Tygrysy, których transport nie został wpuszczony na Białoruś, zostaną w Polsce. Ciężarówka z 10 drapieżnikami przyjechała z Włoch. W sobotę utknęła na terminalu w Koroszczynie. Zwierzęta są w podróży od 22 października. Przyjechały w ciasnych i brudnych klatkach. Jeden z tygrysów padł. Po poszukiwaniach miejsc, gdzie mogłyby trafić, poznański ogród zoologiczny zaoferował czasową opiekę na drapieżnikami.

Dziennikarz RMF FM Krzysztof Kot informował, że graniczny lekarz weterynarii w Koroszczynie rozesłał pismo do wszystkich lekarzy wojewódzkich z prośbą o pomoc w znalezieniu miejsca lub miejsc, do których mogłyby trafić drapieżniki. Wcześniejsze próby kontaktowania się ogrodami zoologicznymi nie przyniosły efektu. Przyjęcie dwóch tygrysów zadeklarowało jedynie zoo w Poznaniu. 

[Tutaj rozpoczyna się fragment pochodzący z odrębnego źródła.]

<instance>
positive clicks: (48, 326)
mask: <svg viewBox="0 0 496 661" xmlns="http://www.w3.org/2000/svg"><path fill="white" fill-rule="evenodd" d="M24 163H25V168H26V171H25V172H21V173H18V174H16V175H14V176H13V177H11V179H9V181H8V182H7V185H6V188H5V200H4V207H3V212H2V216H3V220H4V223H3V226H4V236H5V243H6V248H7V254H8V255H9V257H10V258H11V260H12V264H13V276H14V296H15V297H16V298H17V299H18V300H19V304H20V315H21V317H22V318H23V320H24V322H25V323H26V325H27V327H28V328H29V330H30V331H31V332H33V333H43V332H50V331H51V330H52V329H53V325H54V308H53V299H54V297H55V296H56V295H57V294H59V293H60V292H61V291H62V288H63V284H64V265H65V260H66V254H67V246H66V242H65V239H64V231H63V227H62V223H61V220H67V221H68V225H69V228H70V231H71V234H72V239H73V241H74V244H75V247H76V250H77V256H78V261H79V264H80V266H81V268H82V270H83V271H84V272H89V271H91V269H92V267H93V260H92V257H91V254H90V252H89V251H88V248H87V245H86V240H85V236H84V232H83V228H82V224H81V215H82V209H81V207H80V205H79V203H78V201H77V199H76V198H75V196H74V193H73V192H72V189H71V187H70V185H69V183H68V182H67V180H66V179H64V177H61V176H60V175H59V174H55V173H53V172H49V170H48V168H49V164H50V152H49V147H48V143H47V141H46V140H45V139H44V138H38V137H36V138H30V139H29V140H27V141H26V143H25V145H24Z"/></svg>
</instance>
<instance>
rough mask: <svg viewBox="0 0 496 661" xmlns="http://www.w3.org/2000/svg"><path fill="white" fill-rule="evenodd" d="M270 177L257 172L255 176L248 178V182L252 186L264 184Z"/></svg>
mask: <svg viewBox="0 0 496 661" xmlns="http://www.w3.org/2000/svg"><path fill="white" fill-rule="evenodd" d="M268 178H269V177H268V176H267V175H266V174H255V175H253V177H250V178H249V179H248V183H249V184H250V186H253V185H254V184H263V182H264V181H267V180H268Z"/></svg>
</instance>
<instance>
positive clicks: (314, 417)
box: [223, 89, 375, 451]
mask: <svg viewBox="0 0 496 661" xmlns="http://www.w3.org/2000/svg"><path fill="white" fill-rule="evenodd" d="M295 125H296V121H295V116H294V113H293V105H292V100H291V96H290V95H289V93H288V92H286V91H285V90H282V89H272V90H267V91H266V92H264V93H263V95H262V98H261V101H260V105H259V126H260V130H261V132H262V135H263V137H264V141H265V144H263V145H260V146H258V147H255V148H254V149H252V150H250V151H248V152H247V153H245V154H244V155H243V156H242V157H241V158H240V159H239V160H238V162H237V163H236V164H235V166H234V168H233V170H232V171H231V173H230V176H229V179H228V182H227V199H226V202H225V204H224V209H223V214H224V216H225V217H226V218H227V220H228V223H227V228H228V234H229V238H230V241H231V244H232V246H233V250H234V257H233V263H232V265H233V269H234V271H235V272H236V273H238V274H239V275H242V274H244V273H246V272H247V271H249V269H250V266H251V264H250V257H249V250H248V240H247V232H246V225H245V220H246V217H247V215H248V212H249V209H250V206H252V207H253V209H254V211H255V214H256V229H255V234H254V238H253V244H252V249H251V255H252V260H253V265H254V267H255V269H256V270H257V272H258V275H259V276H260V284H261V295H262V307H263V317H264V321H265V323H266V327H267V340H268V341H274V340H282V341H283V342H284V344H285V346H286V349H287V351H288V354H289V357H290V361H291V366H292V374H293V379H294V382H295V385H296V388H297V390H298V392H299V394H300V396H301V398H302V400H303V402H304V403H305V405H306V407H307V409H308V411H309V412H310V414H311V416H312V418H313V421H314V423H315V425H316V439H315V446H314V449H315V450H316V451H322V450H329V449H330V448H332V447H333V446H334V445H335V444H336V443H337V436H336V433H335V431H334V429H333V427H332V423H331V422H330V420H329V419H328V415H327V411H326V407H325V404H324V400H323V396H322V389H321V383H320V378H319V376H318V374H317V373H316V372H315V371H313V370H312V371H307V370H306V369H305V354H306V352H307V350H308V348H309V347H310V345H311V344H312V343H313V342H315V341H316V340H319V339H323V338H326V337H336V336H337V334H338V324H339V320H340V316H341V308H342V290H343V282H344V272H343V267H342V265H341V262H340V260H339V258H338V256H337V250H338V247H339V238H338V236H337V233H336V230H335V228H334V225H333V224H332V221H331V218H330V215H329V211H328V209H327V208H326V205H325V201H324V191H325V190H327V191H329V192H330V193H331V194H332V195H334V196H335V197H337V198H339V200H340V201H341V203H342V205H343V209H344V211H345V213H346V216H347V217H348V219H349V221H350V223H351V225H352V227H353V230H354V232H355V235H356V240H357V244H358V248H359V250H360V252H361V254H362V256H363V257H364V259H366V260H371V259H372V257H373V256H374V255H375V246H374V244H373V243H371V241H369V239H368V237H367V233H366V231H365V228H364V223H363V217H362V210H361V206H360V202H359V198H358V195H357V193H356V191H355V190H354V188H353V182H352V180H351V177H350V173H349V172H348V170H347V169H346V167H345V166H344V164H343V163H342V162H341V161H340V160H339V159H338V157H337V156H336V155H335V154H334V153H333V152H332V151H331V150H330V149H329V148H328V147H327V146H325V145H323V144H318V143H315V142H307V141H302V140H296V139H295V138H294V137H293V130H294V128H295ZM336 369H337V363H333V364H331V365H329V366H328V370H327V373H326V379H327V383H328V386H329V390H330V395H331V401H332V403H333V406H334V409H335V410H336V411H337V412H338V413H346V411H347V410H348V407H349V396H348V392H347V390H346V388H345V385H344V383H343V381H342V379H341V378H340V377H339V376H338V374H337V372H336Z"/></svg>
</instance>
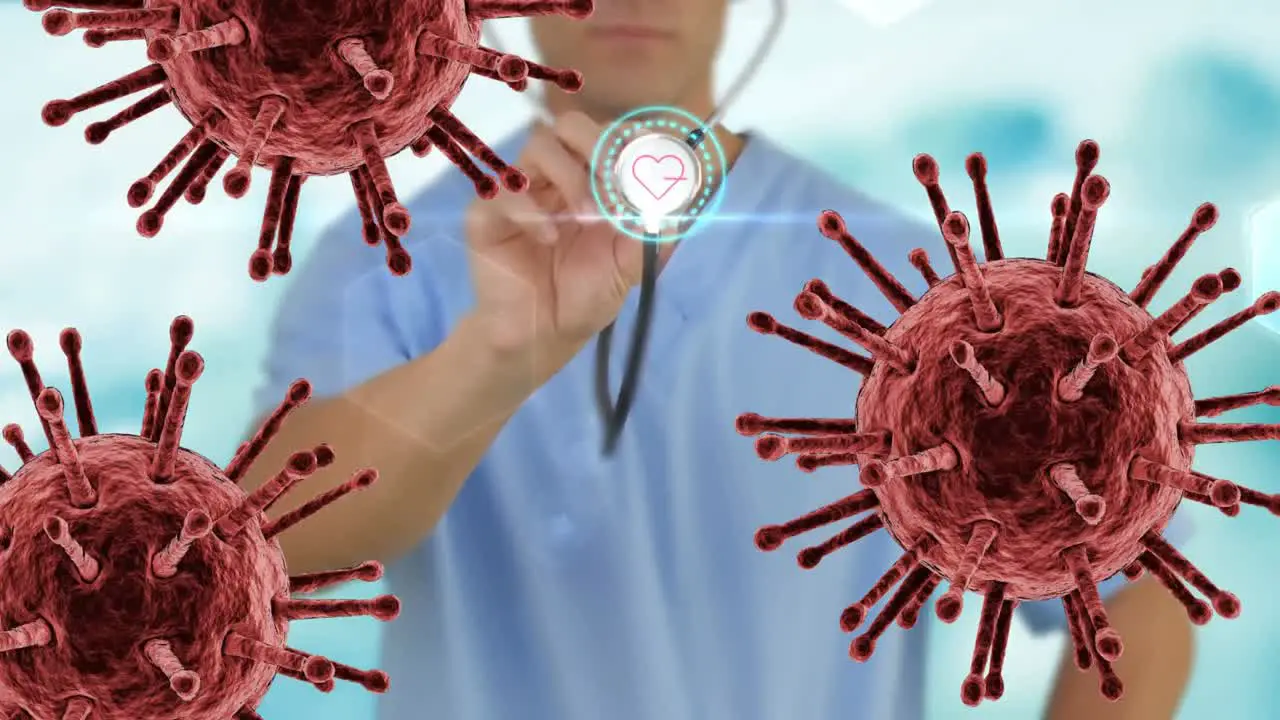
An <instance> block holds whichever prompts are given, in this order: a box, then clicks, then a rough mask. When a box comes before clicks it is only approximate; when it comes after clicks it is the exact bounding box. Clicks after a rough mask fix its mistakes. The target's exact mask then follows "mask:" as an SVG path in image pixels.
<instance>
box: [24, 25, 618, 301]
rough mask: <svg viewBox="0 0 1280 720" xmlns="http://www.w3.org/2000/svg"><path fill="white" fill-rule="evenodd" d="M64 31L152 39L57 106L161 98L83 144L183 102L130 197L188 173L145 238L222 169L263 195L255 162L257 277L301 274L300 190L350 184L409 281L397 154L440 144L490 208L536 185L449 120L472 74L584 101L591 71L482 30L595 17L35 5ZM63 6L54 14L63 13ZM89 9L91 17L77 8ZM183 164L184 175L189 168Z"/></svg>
mask: <svg viewBox="0 0 1280 720" xmlns="http://www.w3.org/2000/svg"><path fill="white" fill-rule="evenodd" d="M23 4H24V5H26V6H27V8H28V9H31V10H37V12H40V10H47V12H46V13H45V14H44V17H42V19H44V26H45V29H46V31H47V32H49V33H51V35H67V33H69V32H72V31H73V29H83V31H84V42H86V44H88V45H90V46H93V47H100V46H102V45H105V44H108V42H115V41H122V40H143V41H146V46H147V58H148V59H150V60H151V63H152V64H150V65H147V67H145V68H141V69H138V70H136V72H133V73H129V74H127V76H124V77H122V78H119V79H115V81H111V82H109V83H106V85H102V86H100V87H96V88H93V90H91V91H88V92H84V94H82V95H78V96H76V97H72V99H70V100H54V101H52V102H49V104H47V105H45V109H44V119H45V123H47V124H50V126H61V124H65V123H67V122H68V120H70V119H72V117H73V115H76V114H77V113H81V111H83V110H88V109H90V108H97V106H99V105H104V104H106V102H110V101H114V100H119V99H122V97H125V96H129V95H133V94H137V92H142V91H145V90H151V92H150V95H146V96H145V97H142V99H141V100H138V101H137V102H134V104H133V105H129V106H127V108H124V109H122V110H120V111H118V113H116V114H114V115H111V117H110V118H108V119H105V120H101V122H96V123H92V124H90V126H88V127H87V128H86V129H84V137H86V140H88V142H91V143H95V145H96V143H100V142H104V141H105V140H106V138H108V136H110V135H111V133H113V132H114V131H116V129H119V128H122V127H124V126H125V124H129V123H132V122H133V120H137V119H140V118H142V117H143V115H147V114H150V113H152V111H155V110H159V109H160V108H163V106H165V105H169V104H170V102H172V104H174V105H177V106H178V110H179V111H180V113H182V114H183V115H184V117H186V118H187V119H188V120H189V122H191V126H192V127H191V132H188V133H187V135H186V137H183V138H182V140H180V141H179V142H178V143H177V145H175V146H174V147H173V149H172V150H170V151H169V152H168V154H166V155H165V156H164V158H163V159H161V160H160V161H159V163H157V164H156V167H155V168H154V169H152V170H151V172H148V173H147V174H146V176H145V177H142V178H141V179H138V181H137V182H136V183H133V186H132V187H131V188H129V192H128V202H129V205H131V206H132V208H142V206H143V205H146V204H147V202H148V201H151V199H152V196H154V195H155V191H156V188H157V187H159V186H160V183H161V182H164V179H165V178H168V177H169V176H170V174H173V173H174V170H177V176H174V179H173V182H170V183H169V186H168V187H165V188H164V191H163V192H161V193H160V197H159V199H156V201H155V204H154V205H152V206H151V209H148V210H146V211H145V213H142V215H141V217H140V218H138V232H140V233H141V234H143V236H146V237H154V236H155V234H156V233H159V232H160V228H161V225H163V224H164V219H165V215H166V214H168V213H169V211H170V210H172V209H173V206H174V205H175V204H177V202H178V201H179V200H182V199H183V197H186V199H187V201H188V202H192V204H196V202H200V201H201V200H204V197H205V191H206V188H207V186H209V183H210V182H212V179H214V177H215V176H216V174H218V172H219V170H220V169H221V168H223V165H224V164H225V163H227V161H228V160H229V159H230V158H232V156H234V158H236V163H234V165H233V167H232V168H230V169H229V170H228V172H227V174H225V176H223V187H224V188H225V191H227V193H228V195H230V196H233V197H243V196H244V193H247V192H248V188H250V172H251V170H252V168H253V167H255V165H260V167H264V168H268V169H270V170H271V181H270V187H269V191H268V200H266V211H265V214H264V217H262V228H261V232H260V234H259V245H257V250H256V251H253V254H252V256H251V259H250V275H252V277H253V279H257V281H264V279H266V278H268V275H270V274H271V273H275V274H284V273H288V272H289V269H291V268H292V265H293V261H292V255H291V251H289V243H291V241H292V234H293V222H294V215H296V213H297V208H298V195H300V192H301V186H302V181H303V179H305V178H306V177H308V176H333V174H338V173H347V174H349V176H351V183H352V187H353V190H355V193H356V201H357V205H358V208H360V214H361V217H362V218H364V220H365V222H364V225H365V231H364V234H365V241H366V242H367V243H369V245H371V246H374V245H378V243H379V242H381V243H383V245H384V246H385V247H387V264H388V266H389V268H390V270H392V272H393V273H396V274H398V275H402V274H404V273H407V272H408V270H410V266H411V263H410V256H408V254H407V252H406V251H404V249H403V247H402V245H401V240H399V238H401V237H403V236H404V234H406V233H407V232H408V228H410V214H408V210H406V209H404V206H403V205H402V204H401V202H399V199H398V197H397V195H396V187H394V186H393V183H392V177H390V174H389V173H388V170H387V164H385V161H384V159H385V158H389V156H392V155H396V154H398V152H399V151H402V150H404V149H406V147H411V149H412V150H413V152H415V154H417V155H425V154H426V152H428V151H429V150H430V149H431V147H433V146H434V147H438V149H439V150H440V152H443V154H444V155H445V156H447V158H448V159H449V160H451V161H452V163H453V164H454V165H457V167H458V169H460V170H462V172H463V173H465V174H466V176H467V177H468V178H470V179H471V182H472V183H475V187H476V193H479V195H480V196H481V197H493V196H494V195H495V193H497V192H498V182H497V181H495V179H494V178H493V177H490V174H489V173H488V172H485V170H483V169H481V168H480V167H479V165H476V163H475V161H474V160H472V159H471V158H472V156H474V158H475V159H477V160H479V161H480V163H483V164H484V165H488V168H489V169H490V170H492V172H493V173H494V174H497V176H498V178H499V179H500V182H502V184H503V186H504V187H506V188H507V190H509V191H512V192H520V191H522V190H525V187H526V186H527V184H529V179H527V178H526V177H525V174H524V173H521V172H520V170H518V169H516V168H512V167H511V165H508V164H507V163H506V161H503V160H502V158H499V156H498V155H497V152H494V151H493V149H490V147H489V146H488V145H486V143H485V142H484V141H483V140H480V138H479V137H476V135H475V133H472V132H471V131H470V129H467V127H466V126H465V124H462V122H461V120H458V118H457V117H454V115H453V113H452V111H449V108H451V106H452V104H453V101H454V100H456V99H457V96H458V94H460V92H461V91H462V86H463V85H465V83H466V81H467V77H468V76H471V74H476V76H481V77H485V78H492V79H497V81H500V82H504V83H507V85H508V86H511V87H512V88H513V90H517V91H521V90H524V88H525V87H526V82H527V79H526V78H535V79H544V81H548V82H552V83H554V85H557V86H558V87H561V88H562V90H566V91H570V92H576V91H577V90H580V88H581V86H582V76H581V74H580V73H577V72H576V70H571V69H561V68H548V67H543V65H539V64H536V63H531V61H529V60H524V59H521V58H517V56H515V55H508V54H503V53H498V51H494V50H489V49H486V47H480V46H477V42H479V40H480V26H481V24H483V23H484V20H490V19H498V18H512V17H531V15H550V14H559V15H567V17H571V18H586V17H588V15H590V14H591V10H593V6H594V3H593V0H541V1H525V0H348V1H346V3H329V4H325V6H324V9H323V12H321V10H319V9H317V8H315V6H314V5H312V4H308V3H282V1H278V0H177V1H174V3H154V1H148V0H24V1H23ZM49 8H56V9H52V10H50V9H49ZM70 10H87V12H81V13H76V12H70ZM179 165H180V169H179Z"/></svg>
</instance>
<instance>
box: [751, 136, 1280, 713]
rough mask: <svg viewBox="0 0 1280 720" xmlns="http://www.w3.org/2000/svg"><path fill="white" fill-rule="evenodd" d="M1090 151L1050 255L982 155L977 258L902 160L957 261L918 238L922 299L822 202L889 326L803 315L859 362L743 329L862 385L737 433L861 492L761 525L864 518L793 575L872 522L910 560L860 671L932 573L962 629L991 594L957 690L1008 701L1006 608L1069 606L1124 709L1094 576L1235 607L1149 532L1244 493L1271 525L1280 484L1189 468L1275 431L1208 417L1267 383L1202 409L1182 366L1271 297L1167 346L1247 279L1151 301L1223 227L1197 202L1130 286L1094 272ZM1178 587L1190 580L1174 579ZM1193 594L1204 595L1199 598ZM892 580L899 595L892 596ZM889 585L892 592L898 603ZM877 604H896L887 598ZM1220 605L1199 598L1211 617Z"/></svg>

Tygrysy są w dramatycznym stanie. Nie wiadomo, czy uda się wszystkie uratować

Dziś przedstawiciele ogrodu zoologicznego zaoferowali, że przyjmą tymczasowo i zaopiekują się wszystkimi dziewięcioma tygrysami. "Nie zostawimy ich, nie będziemy wybierać, ratujemy całą grupę!" - zapewniali we wpisie na Facebooku. 

Dyrektor poznańskiego zoo Ewa Zgrabczyńska poinformowała ostatecznie, że ogród dostał zielone światło od władz miasta na zaopiekować się "w okresie krótkoterminowym całą grupą tygrysów". Przyznała, że nie wiadomo, ile osobników uda się utrzymać przy życiu. Są w tragicznej kondycji, trzymane "w skrzyniach, które uniemożliwiają pojenie i dokarmianie tam na miejscu". W Poznaniu koty będą leczone, karmione i pojone.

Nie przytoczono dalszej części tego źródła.